Have you ever had the feeling that someone was placed into your life for a specific reason? To teach you a crucial life lesson, or to bestow a piece of lasting wisdom that you will carry with you for the rest of your life. Maybe it was a grandparent, a teacher, or a peer. Someone who was older, had a wealth of patience and wisdom to share with the world, and who understood you when you were naive. This person has undoubtedly helped you see the world in a new light, and imparted to you some sound advice as you attempt to navigate through it.
For sports journalist, Mitch Albom, this person was Morrie Schwartz; a college professor from nearly 20 years ago. Morrie saw something in Albom when he was a freshman in college, and proceeded to take him under his wing for the next four years. They were reunited years later, after Albom was flicking through the channels and happened to see his distinguished professor on a late-night talk show.
Morrie Schwartz was dying. The professor that had spent the majority of his life standing at the front of a lecture-hall teaching America’s youth, was now frail and had difficulty taking a few steps from his living room recliner.
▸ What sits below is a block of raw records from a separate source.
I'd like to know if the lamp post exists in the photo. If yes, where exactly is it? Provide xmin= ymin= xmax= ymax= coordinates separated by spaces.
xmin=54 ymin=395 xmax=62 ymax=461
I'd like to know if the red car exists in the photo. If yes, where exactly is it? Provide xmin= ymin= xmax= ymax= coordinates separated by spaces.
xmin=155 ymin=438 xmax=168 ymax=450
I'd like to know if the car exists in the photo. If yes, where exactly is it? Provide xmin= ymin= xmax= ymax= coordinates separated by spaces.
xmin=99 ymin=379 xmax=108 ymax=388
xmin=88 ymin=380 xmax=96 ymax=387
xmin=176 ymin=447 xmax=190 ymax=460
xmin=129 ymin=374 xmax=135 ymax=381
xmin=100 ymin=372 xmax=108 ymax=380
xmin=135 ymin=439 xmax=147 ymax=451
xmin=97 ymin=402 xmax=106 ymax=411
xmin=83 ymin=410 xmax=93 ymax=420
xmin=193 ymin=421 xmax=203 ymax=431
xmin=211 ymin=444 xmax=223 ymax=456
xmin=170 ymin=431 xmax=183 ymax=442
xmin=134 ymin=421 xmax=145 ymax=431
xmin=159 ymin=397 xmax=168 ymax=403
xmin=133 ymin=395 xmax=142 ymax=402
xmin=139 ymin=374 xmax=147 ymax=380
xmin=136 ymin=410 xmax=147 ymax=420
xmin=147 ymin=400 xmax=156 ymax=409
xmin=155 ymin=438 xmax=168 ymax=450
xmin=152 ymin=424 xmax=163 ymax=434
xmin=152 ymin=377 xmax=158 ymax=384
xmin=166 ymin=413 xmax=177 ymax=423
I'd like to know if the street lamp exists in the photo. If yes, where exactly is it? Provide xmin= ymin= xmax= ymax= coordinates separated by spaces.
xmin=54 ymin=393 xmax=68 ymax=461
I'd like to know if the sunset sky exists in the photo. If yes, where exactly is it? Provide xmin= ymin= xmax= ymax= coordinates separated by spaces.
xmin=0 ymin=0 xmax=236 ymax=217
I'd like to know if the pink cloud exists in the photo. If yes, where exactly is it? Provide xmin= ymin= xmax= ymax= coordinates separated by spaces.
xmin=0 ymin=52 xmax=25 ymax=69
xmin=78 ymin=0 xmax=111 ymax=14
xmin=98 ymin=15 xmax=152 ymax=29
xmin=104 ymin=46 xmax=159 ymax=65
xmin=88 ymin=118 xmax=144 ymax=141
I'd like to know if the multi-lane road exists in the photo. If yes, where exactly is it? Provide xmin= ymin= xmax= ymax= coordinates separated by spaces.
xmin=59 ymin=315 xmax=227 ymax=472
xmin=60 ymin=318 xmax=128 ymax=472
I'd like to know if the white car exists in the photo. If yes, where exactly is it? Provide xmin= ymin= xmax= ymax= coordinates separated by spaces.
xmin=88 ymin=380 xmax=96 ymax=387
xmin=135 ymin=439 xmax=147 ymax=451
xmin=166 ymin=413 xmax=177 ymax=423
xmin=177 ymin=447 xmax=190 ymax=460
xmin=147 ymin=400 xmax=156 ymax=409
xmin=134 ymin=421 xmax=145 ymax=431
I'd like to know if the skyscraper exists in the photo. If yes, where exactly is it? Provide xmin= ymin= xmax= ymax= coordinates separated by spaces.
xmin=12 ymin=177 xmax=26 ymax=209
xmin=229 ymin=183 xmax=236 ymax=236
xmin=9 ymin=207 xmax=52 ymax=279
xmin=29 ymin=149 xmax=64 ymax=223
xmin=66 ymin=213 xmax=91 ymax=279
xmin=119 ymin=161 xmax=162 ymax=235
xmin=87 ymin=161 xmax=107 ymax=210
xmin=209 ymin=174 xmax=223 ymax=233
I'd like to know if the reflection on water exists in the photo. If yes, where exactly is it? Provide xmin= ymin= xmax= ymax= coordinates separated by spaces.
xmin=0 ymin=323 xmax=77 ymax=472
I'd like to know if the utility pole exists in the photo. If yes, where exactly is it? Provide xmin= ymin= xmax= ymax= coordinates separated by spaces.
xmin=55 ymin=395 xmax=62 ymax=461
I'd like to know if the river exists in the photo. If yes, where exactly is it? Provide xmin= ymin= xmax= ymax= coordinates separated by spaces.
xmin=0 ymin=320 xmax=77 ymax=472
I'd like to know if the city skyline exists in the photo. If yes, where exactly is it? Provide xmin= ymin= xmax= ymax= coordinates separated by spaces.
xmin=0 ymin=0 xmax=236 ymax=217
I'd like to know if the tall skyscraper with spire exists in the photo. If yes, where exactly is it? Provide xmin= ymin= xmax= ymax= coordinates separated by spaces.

The valuable insights that Morrie had once given Albom had begun to fade, as he had made his way into the world and realized how cold it can be. Even if he was only subconsciously aware of it, he was yearning for a second chance to reconnect with his mentor. And through a chance of fate, Albom was granted the opportunity.
Aware of his failing health, Albom visited with Morrie every Tuesday in his study, just like he had done decades ago when he was in college. The pair’s rekindled friendship then turns into one documented “final” class; where Morrie discusses poignant lessons on how to live, and the overwhelming fragility of life’s innately beautiful and painful moments, spoken in Morrie’s final days.
“Tuesdays with Morrie” was Mitch Albom’s debut novel, and is nothing shy of a modern American classic. Albom’s admiration for Morrie is incredibly touching through his reverence with documenting the professor’s final lessons with prophetic and stubborn honesty that is meant to serve as a guide for the living.
I have read many of Mitch Albom’s novels, and his writing is truly entrancing. His style transcends genre and audiences. “Tuesdays with Morrie” is a favorite of his for its ability to strike a chord within each individual that reads it, regardless of their typical genre preference. Furthermore, at the heart of each of his stories is a philosophical undertone that imprints upon its readers, and its lessons will stay with them long after the book is filed away in a bookcase.